Opinion

Tersesat di “Pusat”

picture: soerenkern.com

Pada tahun 2013 Pemerintah Inggris melalui Perdana Menteri David Cameron mendeklarasikan kota London sebagai pusat atau hub Islamic finance di antara negara-negara Barat, bahkan dunia, berlomba dengan negara pendahulu lainnya seperti Malaysia, Indonesia, Hong Kong, Arab Saudi, Qatar, Uni Emirat Arab, Bahrain, Turki, dan Pakistan.

Hal yang sangat wajar, jika melihat prestasi Inggris, dengan kota London-nya, yang didaulat menempati ranking teratas dalam hal industri jasa keuangan (konvesional) dunia (Global Financial Centres index, 2017).

Satu tahun kemudian (2014), ambisi ini dibuktikan dengan diterbitkannya sukuk perdana oleh pemerintah Inggris. Kebijakan ini diikuti oleh beberapa bank besar lainnya dengan menawarkan produk keuangan syariah. Fakta ini seakan semakin memperluas jalan London sebagai kota pusat keuangan Islam di dunia.

Tulisan singkat ini akan melihat perkembangan dan sedikit mereview “deklarasi” di atas, pada saat ini (awal 2020). Adapun untuk melihat kembali ‘status’ pusat keuangan Islam dunia di Inggris, khususnya kota London, dapat dilihat dari tiga fakta sebagai berikut.

Industri keuangan berbasis syariah yang ada masih fokus pada nasabah prioritas. Artinya, hanya mengutamakan pemilik dana besar. Hal ini diperkuat dengan total bank Islam yang jumlahnya masih lima (Gatehouse Bank, ABC International Bank, QIB (UK) and Ahli United Bank, Al Rayan Bank), hanya satu bank yang bertipe komersial yaitu Al Rayan Bank. Sedangkan empat lainnya berstatus ‘investment bank’.

Selain itu, produk dan layanan-nya pun terbatas. Salah satu contoh Al Rayan Bank, selain tidak memiliki jaringan kantor dan ATM yang luas, bank ini tidak memiliki produk tabungan untuk pelajar (student account).
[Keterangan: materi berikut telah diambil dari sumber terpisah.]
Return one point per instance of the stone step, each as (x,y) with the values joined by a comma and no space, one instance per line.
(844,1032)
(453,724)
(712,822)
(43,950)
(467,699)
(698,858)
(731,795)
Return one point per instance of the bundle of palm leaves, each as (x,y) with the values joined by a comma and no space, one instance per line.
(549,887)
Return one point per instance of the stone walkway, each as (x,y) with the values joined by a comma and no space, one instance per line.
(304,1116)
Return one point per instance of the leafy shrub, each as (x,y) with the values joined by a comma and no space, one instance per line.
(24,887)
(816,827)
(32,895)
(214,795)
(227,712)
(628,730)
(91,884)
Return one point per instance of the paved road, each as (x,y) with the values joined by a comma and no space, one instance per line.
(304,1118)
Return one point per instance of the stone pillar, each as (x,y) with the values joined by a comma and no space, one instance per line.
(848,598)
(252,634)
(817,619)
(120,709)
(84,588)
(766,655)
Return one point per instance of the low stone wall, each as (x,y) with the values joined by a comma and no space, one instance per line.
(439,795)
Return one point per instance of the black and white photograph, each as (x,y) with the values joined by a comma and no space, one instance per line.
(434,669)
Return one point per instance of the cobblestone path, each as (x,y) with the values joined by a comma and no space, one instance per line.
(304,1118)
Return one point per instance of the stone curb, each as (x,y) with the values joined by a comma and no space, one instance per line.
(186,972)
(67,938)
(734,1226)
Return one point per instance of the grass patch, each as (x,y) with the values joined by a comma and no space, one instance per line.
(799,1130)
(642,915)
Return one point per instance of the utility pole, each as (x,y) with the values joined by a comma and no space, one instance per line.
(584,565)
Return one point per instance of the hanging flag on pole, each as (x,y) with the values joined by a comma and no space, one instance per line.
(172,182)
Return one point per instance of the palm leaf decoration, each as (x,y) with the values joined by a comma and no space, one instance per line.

Produk tabungan berbasis syariah di beberapa bank konvensional juga semakin terbatas, bahkan tuntas alias tutup. Lloyds Bank secara resmi menghentikan penerimaan nasabah baru untuk produk tabungan Islamic account pada tahun 2018.

Kebijakan ini terbaca jelas di website resmi yang menjelaskan “This account is no longer available. If you already have an Islamic Account, this page will continue to provide you with information about this account”.

Hal ini dilakukan karena manajemen sudah tidak tahan dengan komplain nasabah non-Muslim lainnya, yang menganggap produk syariah berbau diskriminatif baik secara biaya (bunga) dan agama.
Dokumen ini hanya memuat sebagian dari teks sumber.